Die Kastanienallee. Die Schöne, Abwechslungsreiche. 950 Meter von Nord nach Süd, von schick bis alternativ. Im Pratergarten gibt es Turbulenzen. Und eine TV-Dokumentation beleuchtet Kastanien-ProtagonistInnen. Ein aktueller Bummel. 

Es kommt ja immer mal wieder vor, dass sich an der Kastanienallee Widerstand regt. Da ist die alte DissidentInnenstraße ihrer eigenen Tradition verpflichtet. 1992 besetzten KünstlerInnen das Haus Nummer 77 und erreichten dessen Erhalt und Sanierung. Heute ist das Gebäude ein selbstverwaltetes Wohnprojekt, mit viel Freiraum und Kunst. Als 2011 die Fahrbahn verringert werden sollte, gründete sich eine Anwohner-Initiative und erreichte einen Kompromiss. Als 2016 mit dem Puhlmann-Hof ein Luxus-Quartier entstand, gabs Gentrifizierungsprotest. Der war am Ende weniger erfolgreich. Doch das Quartier ist längst vom großstädtischen Treiben geschluckt.

PRATER-PROTEST

Und jetzt protestiert die Pächterin des Pratergartens gegen die Sanierungspläne des Bezirksamtes. Das will den ältesten Biergarten Berlins nach den Plänen der 1950er Jahre zum Kultur- und Freizeitstandort zurückhübschen. Und hat dabei ganz vergessen, die PächterInnen in die Pläne einzubeziehen. So lange gebaut wird, soll der Gastronomie-Betrieb ruhen. Auch, wenn es Jahre dauert. Die couragierte Biergarten-Chefin verwehrte zunächst den BauarbeiterInnen den Zutritt und erstritt sich – einstweilen – vor Gericht eine Ruhepause. Wie es weitergeht, ist derzeit offen. 

Dabei kann die Kastanienallee doch auch ohne Turbulenzen schön sein. Bleibt Flaniermeile, auch wenn in diesem Jahr weit weniger TouristInnen auf ihr entlangschlendern. Allen vielberufenen und -besungenen Image-Kratzern zum Trotz spiegelt sie links und rechts, was den Prenzlauer Berg ausmacht: Ständige Veränderung mit ihren positiven und negativen Facetten. 

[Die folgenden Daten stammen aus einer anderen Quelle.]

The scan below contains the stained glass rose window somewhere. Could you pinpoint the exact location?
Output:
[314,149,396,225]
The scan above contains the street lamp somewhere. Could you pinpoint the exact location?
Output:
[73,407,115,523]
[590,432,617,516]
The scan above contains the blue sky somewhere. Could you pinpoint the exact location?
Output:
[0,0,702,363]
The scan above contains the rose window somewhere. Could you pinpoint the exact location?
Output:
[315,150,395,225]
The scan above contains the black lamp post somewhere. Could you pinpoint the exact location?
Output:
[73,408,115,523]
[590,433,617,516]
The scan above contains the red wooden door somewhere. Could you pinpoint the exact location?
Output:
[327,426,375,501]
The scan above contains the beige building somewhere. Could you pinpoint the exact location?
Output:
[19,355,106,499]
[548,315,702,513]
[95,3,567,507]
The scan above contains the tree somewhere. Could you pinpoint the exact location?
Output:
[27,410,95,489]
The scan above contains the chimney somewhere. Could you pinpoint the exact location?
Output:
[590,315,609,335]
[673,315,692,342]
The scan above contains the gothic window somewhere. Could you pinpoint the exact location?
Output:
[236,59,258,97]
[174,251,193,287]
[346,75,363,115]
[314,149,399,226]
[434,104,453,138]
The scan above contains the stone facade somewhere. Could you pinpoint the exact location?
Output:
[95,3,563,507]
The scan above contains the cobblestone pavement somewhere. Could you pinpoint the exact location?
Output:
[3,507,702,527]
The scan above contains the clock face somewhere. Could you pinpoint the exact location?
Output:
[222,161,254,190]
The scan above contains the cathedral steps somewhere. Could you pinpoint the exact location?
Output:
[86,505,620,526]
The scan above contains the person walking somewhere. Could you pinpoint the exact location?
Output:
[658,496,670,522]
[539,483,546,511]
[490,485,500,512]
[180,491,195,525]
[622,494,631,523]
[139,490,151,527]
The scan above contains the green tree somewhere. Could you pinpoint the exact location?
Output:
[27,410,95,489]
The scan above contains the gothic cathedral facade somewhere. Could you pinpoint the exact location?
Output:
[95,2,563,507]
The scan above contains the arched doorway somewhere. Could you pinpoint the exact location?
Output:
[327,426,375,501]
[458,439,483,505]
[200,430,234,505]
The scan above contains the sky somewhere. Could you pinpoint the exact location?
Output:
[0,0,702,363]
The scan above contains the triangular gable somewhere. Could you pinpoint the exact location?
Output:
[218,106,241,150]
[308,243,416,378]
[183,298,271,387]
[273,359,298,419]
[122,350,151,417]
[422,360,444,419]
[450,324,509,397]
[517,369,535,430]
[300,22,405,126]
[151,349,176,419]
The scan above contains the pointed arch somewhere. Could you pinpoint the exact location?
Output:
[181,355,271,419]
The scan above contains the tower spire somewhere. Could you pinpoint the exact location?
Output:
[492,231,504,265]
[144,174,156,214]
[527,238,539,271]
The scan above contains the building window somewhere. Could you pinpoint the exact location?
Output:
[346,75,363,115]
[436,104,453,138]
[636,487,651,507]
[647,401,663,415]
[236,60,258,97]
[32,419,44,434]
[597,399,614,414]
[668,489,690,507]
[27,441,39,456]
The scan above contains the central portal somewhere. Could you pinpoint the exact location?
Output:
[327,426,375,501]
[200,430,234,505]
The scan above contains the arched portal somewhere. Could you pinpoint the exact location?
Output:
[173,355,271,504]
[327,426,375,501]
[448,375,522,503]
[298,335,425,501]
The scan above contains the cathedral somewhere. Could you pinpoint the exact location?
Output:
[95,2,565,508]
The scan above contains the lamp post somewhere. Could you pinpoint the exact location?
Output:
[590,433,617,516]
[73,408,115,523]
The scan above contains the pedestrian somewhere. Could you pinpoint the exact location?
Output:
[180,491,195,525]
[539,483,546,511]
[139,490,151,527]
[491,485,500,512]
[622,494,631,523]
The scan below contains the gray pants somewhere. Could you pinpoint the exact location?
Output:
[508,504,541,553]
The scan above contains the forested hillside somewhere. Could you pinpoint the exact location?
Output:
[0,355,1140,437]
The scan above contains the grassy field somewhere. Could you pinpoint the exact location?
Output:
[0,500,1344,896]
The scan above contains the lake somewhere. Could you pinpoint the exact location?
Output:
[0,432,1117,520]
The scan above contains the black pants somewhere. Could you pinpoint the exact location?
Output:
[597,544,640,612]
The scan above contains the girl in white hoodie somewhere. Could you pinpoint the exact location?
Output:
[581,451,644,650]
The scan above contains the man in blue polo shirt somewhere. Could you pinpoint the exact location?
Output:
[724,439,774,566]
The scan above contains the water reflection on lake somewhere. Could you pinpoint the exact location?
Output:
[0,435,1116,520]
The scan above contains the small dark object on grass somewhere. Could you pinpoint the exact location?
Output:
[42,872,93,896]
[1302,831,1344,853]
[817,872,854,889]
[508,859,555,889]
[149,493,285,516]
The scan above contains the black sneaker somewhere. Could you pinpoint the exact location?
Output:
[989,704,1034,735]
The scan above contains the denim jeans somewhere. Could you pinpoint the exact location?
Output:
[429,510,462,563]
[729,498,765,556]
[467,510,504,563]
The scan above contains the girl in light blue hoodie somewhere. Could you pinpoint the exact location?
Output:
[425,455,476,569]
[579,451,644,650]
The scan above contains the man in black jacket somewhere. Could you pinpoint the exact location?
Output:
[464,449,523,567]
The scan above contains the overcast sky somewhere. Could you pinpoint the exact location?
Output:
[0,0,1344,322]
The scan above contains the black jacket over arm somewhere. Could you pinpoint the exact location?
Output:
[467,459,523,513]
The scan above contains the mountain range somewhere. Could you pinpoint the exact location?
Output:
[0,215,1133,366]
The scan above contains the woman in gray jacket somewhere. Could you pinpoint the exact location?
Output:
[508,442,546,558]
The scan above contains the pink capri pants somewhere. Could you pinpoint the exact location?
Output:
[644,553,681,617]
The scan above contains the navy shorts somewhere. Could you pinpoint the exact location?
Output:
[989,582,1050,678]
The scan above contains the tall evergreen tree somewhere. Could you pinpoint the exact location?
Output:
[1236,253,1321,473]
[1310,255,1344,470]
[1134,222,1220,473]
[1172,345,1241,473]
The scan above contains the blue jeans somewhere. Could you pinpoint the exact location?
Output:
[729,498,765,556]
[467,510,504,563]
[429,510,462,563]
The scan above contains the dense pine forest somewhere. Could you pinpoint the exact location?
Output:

Casting-Allee ist sie ohnehin nicht mehr. Und „Ente-kross-gebacken“-Allee, wie sie ein Spiegel-Redakteur wegen der Asia-Laden-Dichte nannte, wird sie sicher nicht lange bleiben. Wird Zeit, dass Rainald Grebe mal wieder einen Song über die Kastanienallee schreibt. Mit einem Text, der die schöne Meile auf den zweiten Blick offenbart. Denn auch das ist ja die Kastanienallee: Im kleinen Lichtblick-Kino gibt es Independent-Filme, ein paar Schritte weiter die besten pasteis de nata von Prenzlauer Berg.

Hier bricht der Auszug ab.